Despite its many struggles, successes of the last two decades signal that Birmingham is a city on the rise. Ironically, the decades-long disinvestment in the urban core means that many of the city’s iconic historic buildings remain intact, albeit sorely in need of conservation. While gems like the Terminal Station were caught in the crosshairs of disrepair and urban renewal, recent projects like the redevelopment of the Pizitz department store signal that developers, civic and government leaders, and residents recognize the value of their historic assets.
Leveraging the architectural icons of Birmingham’s industrial heyday – re-imagined for today’s uses – may be the city’s smartest strategy for attracting people back to the urban core. The challenge is how to distribute redevelopment equitably so that predominantly African American neighborhoods further from the core reap the benefits, too.
Adaptive reuse projects like The Pizitz and Pepper Place (a former Dr. Pepper soda factory) and catalytic projects like Regions Field and Railroad Park are rightly celebrated as new urban assets, but these projects have absorbed public and private attention and dollars while iconic African American structures and neighborhoods have languished. For example, the Masonic Temple and A.G. Gaston Motel are seminal sites of the Civil Rights Movement, yet they have only recently begun to receive investment. At a larger scale, predominantly African American neighborhoods are fighting for basic services amidst significant municipal fiscal constraints. Inadequate public transportation means that residents without a car remain 99 times more likely to be unemployed. Though a planned bus rapid transit line and a new pilot with Via are attempting to bridge the mobility gap, the harsh economic realities many African American residents face remain ever present.

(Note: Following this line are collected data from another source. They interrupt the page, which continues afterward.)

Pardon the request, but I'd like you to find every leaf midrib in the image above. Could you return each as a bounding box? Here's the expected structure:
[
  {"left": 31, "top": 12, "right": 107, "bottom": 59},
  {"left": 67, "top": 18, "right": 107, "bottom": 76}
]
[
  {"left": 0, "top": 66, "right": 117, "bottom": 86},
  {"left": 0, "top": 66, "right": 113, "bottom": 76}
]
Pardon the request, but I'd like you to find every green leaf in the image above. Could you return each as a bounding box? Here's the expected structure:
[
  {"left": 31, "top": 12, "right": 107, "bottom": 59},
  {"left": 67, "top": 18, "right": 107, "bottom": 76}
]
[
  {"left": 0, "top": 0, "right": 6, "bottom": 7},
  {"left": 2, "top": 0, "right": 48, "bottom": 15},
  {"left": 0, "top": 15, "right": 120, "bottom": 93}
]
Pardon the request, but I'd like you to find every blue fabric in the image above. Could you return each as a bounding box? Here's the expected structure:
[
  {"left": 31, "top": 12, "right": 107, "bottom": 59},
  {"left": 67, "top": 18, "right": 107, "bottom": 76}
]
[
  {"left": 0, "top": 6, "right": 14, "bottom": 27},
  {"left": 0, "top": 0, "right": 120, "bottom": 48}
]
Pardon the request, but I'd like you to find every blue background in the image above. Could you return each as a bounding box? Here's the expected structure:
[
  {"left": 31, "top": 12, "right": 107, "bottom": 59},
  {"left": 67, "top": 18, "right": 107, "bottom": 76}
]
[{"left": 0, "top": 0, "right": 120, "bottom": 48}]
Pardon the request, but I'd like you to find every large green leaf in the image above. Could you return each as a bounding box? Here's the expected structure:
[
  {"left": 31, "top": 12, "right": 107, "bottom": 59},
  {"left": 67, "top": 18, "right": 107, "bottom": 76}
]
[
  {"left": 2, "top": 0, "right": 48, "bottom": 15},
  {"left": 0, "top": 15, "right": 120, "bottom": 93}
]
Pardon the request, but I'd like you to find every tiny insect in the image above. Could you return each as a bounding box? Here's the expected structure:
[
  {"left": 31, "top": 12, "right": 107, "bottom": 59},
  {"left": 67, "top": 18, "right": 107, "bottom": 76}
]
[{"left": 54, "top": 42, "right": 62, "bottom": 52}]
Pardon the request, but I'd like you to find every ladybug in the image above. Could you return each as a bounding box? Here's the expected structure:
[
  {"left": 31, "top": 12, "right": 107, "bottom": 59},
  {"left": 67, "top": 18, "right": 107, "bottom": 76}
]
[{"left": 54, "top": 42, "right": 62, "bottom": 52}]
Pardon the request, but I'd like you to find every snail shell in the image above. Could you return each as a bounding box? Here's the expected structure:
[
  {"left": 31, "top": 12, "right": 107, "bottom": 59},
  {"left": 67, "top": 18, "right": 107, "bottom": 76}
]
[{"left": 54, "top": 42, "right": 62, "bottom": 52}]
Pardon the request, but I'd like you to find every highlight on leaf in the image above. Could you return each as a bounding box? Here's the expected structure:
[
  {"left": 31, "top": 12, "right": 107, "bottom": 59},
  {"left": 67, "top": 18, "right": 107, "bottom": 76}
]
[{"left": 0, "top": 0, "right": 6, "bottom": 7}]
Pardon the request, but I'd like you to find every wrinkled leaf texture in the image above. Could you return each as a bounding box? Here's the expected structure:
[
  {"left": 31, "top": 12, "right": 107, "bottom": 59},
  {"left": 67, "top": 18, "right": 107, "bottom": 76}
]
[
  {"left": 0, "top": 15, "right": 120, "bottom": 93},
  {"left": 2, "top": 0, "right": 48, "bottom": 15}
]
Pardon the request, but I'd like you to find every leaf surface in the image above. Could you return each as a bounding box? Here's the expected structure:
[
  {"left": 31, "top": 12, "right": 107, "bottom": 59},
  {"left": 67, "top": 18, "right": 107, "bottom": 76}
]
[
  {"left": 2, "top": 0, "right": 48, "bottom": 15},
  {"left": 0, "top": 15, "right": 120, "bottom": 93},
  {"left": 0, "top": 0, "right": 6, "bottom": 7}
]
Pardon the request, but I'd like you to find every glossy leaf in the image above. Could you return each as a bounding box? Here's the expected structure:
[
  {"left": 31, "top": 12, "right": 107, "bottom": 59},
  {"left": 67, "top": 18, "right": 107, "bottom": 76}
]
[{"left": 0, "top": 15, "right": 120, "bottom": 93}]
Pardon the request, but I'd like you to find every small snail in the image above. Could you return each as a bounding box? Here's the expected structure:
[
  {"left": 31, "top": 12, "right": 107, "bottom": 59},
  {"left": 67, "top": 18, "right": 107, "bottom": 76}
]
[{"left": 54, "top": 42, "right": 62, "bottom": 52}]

Birmingham’s challenges in realizing equitable development are not distinct from other cities, but Birmingham’s approach to shaping its future can and should be specific to its past. While the city’s historic architecture – built on a grid – offers an urbanistic rigor and character that many Southern cities lack, Birmingham’s people remain its greatest asset. They showed the world what collective power looks like before, and their voices remain essential to shaping Birmingham’s vision for change. We would all be smart to listen.